I don't believe this, he announced to himself.
He hung there for a moment, trying to decide what to do. Finally, he managed after repeated attempts to jacknife upward far enough to catch hold of his own legs (he really was going to have to get into an exercise program) and from there pulled himself up until he could reach the rope that bound him. Looking vaguely like an oversized tetherball, he began working to swing himself toward a nearby branch that appeared heavy enough to offer support.
That was when he saw the clock. It was hanging from the branch he was trying to grasp, an ornate, scrolled, wood-carved affair that looked as if it had once been the top of a grandfather clock in an English manor house. The clock face was inlaid with gold and silver, and there was an attractive arrangement of flowering vines hanging down about its shell and works.
Peter snatched at the branch from which the clock hung, catching hold finally, causing it to shake violently. From inside the clock came an "Oh!"
Then the clock face swung open and out flew Tink, roused from the shell that served as her bed, her eyes darting this way and that before finally settling on Peter and growing instantly to twice their normal size.
"You're alive!" she gasped.
And everything came back to Peter in a rush, the floodgates of his memory opened in that instant's time.
"Tink! I've got to save Maggie and Jack! Get me out of this trap!"
But Tink was too busy flitting back and forth across his cheek, pecking at him with her faerie lips, crying out joyfully, "You're alive, you're alive!"

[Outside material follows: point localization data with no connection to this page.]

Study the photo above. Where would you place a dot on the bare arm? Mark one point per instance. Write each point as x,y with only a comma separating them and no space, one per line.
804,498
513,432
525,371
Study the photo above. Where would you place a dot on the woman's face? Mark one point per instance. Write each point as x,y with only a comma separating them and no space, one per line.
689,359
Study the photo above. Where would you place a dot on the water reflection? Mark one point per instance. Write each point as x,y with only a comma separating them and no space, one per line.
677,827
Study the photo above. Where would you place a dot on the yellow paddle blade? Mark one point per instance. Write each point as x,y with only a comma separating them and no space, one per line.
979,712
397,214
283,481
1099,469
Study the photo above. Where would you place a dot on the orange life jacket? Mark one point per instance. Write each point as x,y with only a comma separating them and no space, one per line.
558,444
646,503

"Yes, it was mermaids, I think. I'm not sure really. Are there mermaids here?" He didn't want to make too much of it at this point. "But my kids, Tink. What can I do? How can I fight Hook? I can't! Look at me! I'm a mess! I'm fat and out of shape, I can't fight my own shadow, let alone some pirate-"
"The Lost Boys!" she exclaimed, as if that answered everything. "This is the Nevertree, Peter! This is their home! And you'll need them if you're to do anything about Hook! All we have to do is make them believe that you're the Pan!"

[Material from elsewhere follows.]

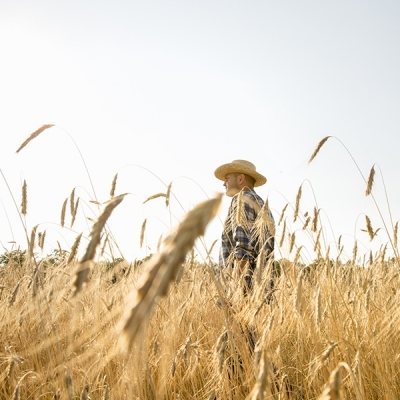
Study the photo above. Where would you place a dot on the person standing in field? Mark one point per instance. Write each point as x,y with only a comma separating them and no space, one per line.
247,239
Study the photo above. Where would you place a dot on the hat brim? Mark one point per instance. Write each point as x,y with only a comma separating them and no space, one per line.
225,169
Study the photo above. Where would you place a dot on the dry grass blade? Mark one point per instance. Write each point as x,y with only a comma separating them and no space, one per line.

Peter groaned. "But I'm not! I'm Peter Banning!"
"Ha! That's today! You don't look it yet maybe, but you're more Pan than you think! You'll deal with Hook and get your children back. I promise you will! You wait and see!"

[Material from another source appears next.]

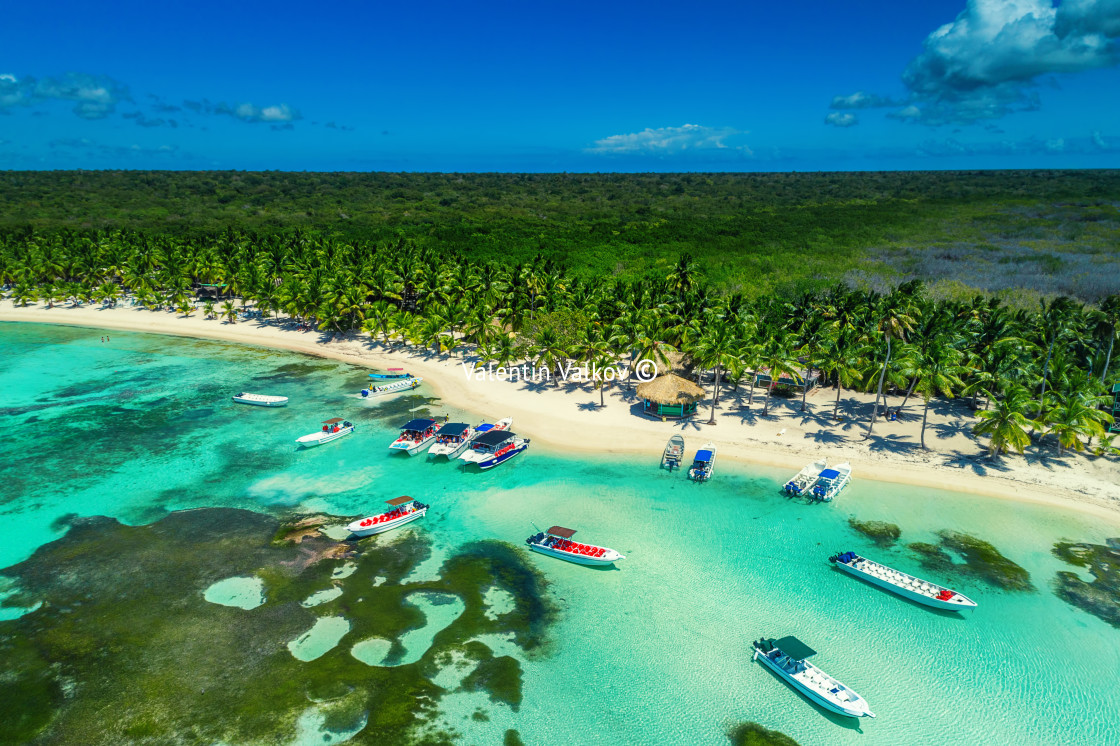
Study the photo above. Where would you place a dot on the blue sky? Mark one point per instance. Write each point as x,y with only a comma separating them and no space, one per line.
571,86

Up she flew to where the rope snare bound his legs, produced a pair of tiny scissors, and began to snip.
Peter cast a hurried glance down-which was a long way. "Wait, I don't think-" he started to say, and then the rope parted and he fell with a long, frightened cry to land flat on his back in a bed of moss, the breath and the sense knocked from his body.
"He's back, he's back!" he heard Tink cry out sharply, and caught a fuzzy glimpse of her darting upward into the limbs of the great old tree. "Lost Boys, come out! It's the Pan! He's back!"
Peter blinked to clear his vision. From his vantage point beneath the Nevertree, looking up into a web of limbs that seemed to stretch on forever, he watched in amazement at what happened next.
As Tink flitted from branch to branch, a flash of light against the bark and leaves in the shadows of the fading afternoon, the Nevertree came alive. Branches shook, bells sounded, whistles blew, chimes rang, and doors slammed open. Boys appeared from everywhere, as quick and nimble as cats. The first had long blond hair, a vest and top hat, and carried an antler horn. He blew into it instantly, a deep, lowing call that seemed to trigger everything else. Out of the cacophony the boys appeared, a ragged bunch dressed in every form of vestment imaginable, flashes of motion and color as they filled the Nevertree and began to descend, yelling "Pan! Pan!" Down they came, on vines and ropes, on slides formed of hollow logs and bark, from nets lowered on winches, in buckets, and along ramps.